Abstract
Metastatic melanoma is a tumour exhibiting high resistance to most ways of treatment. Advances in our knowledge of immune reactions between the tumour and its host as well as the advances in molecular biology paved the way for the development of new and more effective treatment methods.
Immunotherapy of metastatic melanoma targets particularly CTLA-4 a PD-1 receptors, the blockade of which enhances the activity of cytotoxic T-lymphocytes and antitumour immunity. The most effective CTLA-4 inhibitor ipilimumab received approval in the setting of metastatic melanoma therapy from both the FDA and EMA, based on the results of the CA 184-002 trial.
The drug is the first agent that succeeded in significantly extending overall survival of patients. Treatment response rates are only 20-30%, but are long-term.
One of the most important signal pathways for melanoma is the MAPK/ERK cascade activated by BRAF mutation. Vemurafenib, a selective inhibitor of V600E mutated BRAF kinase, is capable to produce high rates of treatment response in patients with metastatic melanoma.

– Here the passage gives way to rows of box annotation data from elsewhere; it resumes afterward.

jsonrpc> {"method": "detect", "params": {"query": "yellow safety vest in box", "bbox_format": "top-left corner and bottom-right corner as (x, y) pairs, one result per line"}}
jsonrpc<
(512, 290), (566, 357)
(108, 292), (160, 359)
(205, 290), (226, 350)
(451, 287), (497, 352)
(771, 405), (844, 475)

These responses occur quite early, in the first days to weeks after treatment initiation, and their rate exceeds 50%. Promising results of clinical studies are currently emerging evaluating new BRAF and MEK inhibitors such as dabrafenib or trametinib.
Other objectives envisaged in the treatment of metastatic melanoma is the identification of factors predictive of treatment response to ipilimumab, and interventions attempting to delay or prevent the formation of resistance to BRAF inhibitors.